St. Paul tells us in 1 Corinthians 6 that when we join our bodies with a prostitute we become “one body with her.”  That means that sexual activity unites body and soul.  So, the question is begged, “Why give our soul to someone who isn’t even committed to us forever?”  Instead, why don’t we have the freedom that the commitment of marriage in Christ gives us to enjoy sexual activity as the uniting of our bodies and our souls.  
Marriage says that in the act of man and woman uniting physically that there is no one else to whom I am giving myself.  You are the only one.  There is no one else.  There is no possibility of anyone else.  I want all of you.  I want your spirit.  I want your mind.  I want your body.  All to the glory of God who makes this understanding of marriage possible.
 
 A marriage that is based upon the fullness of Christ is a marriage that will be enjoyable and up-building even when physical contact is no longer a possibility.  You still have the intellectual and spiritual depths which you have been investigating.  At that time you can turn to your spouse and to God and say, “We have been together forever.  And there have been hard times, but I always knew I had God, and I knew I had you.”
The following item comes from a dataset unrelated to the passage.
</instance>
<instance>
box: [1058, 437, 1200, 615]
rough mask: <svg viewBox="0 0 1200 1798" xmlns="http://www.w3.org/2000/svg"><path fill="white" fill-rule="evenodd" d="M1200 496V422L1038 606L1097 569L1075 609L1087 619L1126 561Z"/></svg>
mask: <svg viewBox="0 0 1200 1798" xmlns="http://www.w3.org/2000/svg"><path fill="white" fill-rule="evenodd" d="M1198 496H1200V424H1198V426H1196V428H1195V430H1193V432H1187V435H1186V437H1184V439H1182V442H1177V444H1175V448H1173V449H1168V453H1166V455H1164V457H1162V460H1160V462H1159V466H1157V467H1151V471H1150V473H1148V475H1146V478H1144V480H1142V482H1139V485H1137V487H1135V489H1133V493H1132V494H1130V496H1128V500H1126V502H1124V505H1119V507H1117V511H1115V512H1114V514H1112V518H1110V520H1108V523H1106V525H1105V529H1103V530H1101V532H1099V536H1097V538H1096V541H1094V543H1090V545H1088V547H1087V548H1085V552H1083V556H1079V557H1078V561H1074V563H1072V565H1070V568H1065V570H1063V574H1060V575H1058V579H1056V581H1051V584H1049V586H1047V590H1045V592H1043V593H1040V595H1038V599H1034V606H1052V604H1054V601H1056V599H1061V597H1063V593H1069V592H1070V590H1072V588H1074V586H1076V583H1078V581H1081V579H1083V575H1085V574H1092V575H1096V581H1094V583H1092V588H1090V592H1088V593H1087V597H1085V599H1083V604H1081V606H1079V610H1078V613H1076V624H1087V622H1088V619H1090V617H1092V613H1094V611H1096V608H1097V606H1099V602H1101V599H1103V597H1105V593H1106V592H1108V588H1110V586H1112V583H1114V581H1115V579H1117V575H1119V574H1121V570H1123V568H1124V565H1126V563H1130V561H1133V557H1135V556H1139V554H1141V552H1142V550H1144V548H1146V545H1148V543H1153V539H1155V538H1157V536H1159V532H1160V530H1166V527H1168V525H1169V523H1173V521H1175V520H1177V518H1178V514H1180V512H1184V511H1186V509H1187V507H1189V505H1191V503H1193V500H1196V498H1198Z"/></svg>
So, I want you to understand that Jesus Christ came to transform us into something beyond our ‘natural’ urges.  I want you to enjoy the fullness that Christ brings to marriage and the fullness he demands from those who become one in marriage.  I want all of us to enjoy each other in the foundational commitment to Christ.  I want us to long for marriage, prize marriage, desire marriage and value marriage.  Amen?  Amen.